El examen no me resultó demasiado difícil, consistió en un dictado, todos los dictados que hacíamos con don Juan Soria eran del Quijote, unas cuentas de multiplicar y dividir y luego un examen oral, recuerdo que había varios profesores preguntando, me pareció todo muy solemne, como un tribunal de justicia, me preguntaron que señalase en un mapa donde caía Gerona, y casi sin darme tiempo a indicárselo, dónde estaba Cádiz, y lo mismo, no me dejó terminar de señalarlo con el dedo, como el profesor debió notar mi frustración, pues sabía perfectamente dónde estaba Gerona y Cádiz. Me dijo: no te preocupes si por la mirada sé que lo sabes, esto me tranquilizó, además, añadió, estás aprobado, todos los alumnos que habíamos estudiado con Don Juan aprobamos el examen de ingreso.

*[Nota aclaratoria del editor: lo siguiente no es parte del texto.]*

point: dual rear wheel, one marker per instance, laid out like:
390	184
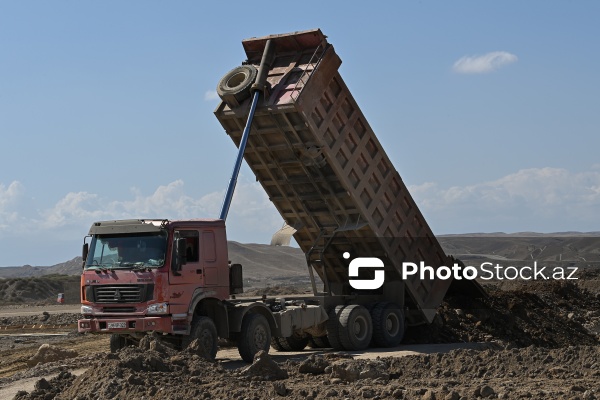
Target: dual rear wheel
354	327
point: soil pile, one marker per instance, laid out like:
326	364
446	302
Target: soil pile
548	314
532	372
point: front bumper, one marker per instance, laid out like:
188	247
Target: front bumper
132	324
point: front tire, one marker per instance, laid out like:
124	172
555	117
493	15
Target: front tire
204	329
255	336
388	325
356	327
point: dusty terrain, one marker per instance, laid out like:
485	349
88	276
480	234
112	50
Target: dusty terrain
527	340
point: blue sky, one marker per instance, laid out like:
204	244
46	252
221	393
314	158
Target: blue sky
489	111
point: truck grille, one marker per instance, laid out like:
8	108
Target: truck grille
122	293
118	309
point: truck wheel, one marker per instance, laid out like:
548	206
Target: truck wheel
388	324
319	342
117	342
204	329
356	328
255	336
333	328
236	84
293	343
276	344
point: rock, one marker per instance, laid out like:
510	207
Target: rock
367	393
452	396
152	342
486	391
48	352
196	347
42	384
348	372
429	395
280	388
374	370
313	365
264	368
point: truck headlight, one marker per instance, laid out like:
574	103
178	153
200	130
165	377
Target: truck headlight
158	308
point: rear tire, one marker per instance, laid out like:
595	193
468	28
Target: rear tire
356	327
388	325
234	86
203	328
117	342
255	336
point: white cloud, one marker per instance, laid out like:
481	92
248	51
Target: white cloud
536	199
250	212
480	64
9	197
211	95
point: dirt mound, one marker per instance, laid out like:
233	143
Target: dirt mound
44	318
39	290
48	353
133	373
548	314
532	372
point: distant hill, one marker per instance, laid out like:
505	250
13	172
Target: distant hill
266	264
262	264
575	247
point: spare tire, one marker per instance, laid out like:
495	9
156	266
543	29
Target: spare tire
234	86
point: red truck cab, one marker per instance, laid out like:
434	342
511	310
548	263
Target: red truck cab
149	275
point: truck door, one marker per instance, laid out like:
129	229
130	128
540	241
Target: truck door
191	272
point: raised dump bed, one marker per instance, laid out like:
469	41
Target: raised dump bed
318	159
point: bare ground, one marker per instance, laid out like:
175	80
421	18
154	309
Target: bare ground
535	340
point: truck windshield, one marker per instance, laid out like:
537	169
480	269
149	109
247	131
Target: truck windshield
140	250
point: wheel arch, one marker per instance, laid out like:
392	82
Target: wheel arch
239	311
214	309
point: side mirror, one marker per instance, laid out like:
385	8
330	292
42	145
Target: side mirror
179	259
84	252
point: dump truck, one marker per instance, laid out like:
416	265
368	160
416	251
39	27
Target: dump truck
311	148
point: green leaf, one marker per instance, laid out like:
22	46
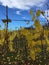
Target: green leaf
31	12
33	18
42	12
38	12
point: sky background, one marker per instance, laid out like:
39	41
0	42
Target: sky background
19	10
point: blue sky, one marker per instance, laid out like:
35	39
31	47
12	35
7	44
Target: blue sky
19	10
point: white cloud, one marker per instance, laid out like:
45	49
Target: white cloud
22	4
45	15
18	12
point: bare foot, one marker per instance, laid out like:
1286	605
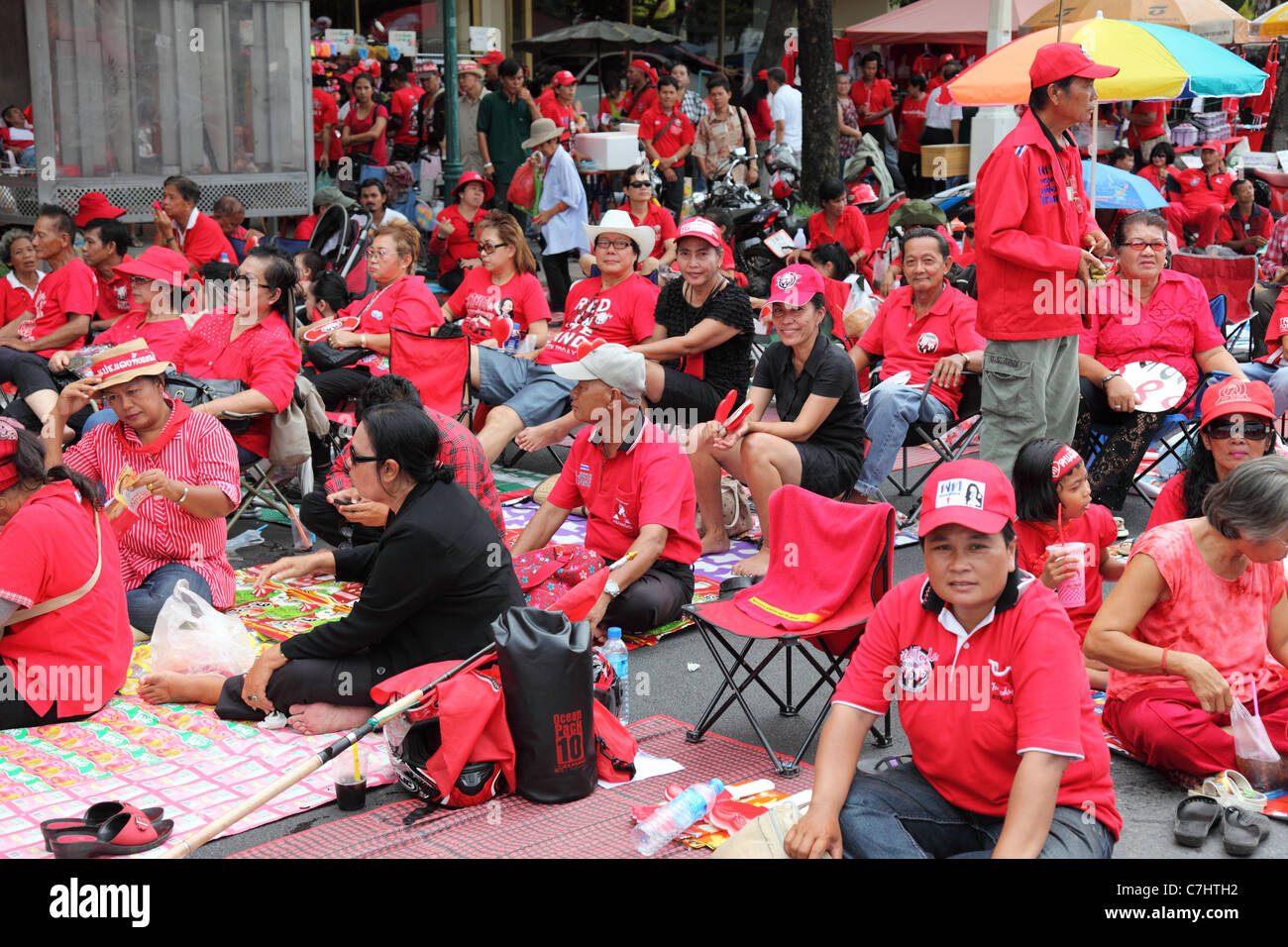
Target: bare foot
326	718
756	565
171	686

El Instituto El Brocense estaba entonces en la Plaza de San Jorge, en un bonito edificio renacentista, que se divisaba desde la Plaza de Santa María, justo al llegar a la altura donde se encuentra la estatua del escultor Pérez Comendador dedicada a San Pedro de Alcántara.

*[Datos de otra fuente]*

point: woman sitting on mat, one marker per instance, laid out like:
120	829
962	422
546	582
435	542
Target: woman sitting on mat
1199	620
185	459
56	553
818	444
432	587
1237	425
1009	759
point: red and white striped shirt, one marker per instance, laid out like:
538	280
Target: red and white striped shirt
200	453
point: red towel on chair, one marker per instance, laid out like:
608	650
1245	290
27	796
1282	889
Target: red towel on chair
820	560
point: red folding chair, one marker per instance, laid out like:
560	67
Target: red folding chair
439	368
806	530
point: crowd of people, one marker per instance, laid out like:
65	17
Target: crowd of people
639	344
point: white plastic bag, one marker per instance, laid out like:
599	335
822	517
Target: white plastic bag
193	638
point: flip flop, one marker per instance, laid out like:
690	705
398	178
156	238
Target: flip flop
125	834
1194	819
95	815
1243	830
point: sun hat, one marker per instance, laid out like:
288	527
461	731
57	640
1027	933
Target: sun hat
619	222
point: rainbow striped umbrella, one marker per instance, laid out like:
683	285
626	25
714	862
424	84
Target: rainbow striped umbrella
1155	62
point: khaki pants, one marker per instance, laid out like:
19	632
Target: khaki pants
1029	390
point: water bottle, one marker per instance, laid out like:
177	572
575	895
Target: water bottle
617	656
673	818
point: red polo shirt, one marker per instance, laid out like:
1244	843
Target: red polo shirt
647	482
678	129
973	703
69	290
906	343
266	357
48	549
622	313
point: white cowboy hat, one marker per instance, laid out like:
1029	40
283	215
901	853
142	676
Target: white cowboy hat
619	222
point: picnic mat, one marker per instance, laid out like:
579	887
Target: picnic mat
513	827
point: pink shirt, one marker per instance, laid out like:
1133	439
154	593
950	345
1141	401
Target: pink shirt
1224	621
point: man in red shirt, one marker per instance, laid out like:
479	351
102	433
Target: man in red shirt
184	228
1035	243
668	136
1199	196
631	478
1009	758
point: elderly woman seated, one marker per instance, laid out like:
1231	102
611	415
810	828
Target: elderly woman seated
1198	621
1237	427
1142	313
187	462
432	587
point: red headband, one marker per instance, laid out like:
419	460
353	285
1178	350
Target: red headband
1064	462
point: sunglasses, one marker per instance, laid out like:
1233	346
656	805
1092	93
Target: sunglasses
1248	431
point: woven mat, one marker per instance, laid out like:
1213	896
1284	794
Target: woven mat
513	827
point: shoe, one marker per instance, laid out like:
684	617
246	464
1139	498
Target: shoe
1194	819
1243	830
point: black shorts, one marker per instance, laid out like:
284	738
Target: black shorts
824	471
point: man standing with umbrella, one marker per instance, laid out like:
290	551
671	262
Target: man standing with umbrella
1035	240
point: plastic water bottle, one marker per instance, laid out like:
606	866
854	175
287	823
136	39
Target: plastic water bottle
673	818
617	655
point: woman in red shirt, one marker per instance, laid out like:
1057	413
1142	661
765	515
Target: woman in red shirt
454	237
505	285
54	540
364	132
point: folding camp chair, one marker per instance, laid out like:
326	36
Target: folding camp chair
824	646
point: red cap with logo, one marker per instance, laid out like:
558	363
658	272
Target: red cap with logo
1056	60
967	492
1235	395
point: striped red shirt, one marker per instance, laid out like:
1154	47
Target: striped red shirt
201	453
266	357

Desde entonces, desde este primer examen, realizado cuando tenía nueve años, no he podido evitar nunca, el revoloteo de mariposas que siento en el estomago cada vez que tengo que someterme a alguna prueba, y en estas circunstancias, siempre me viene a la memoria la estatua de San Pedro de Alcántara y sus amarillos pies de un bronce descolorido por el contacto de las miles y miles de manos besadas que lo han rozado, asociado, además, a los chillones sonidos de los revoltosos vencejos que revolotean sin darse tregua, por la parte antigua de una de las ciudades más bellas de España: Cáceres, patrimonio de la humanidad.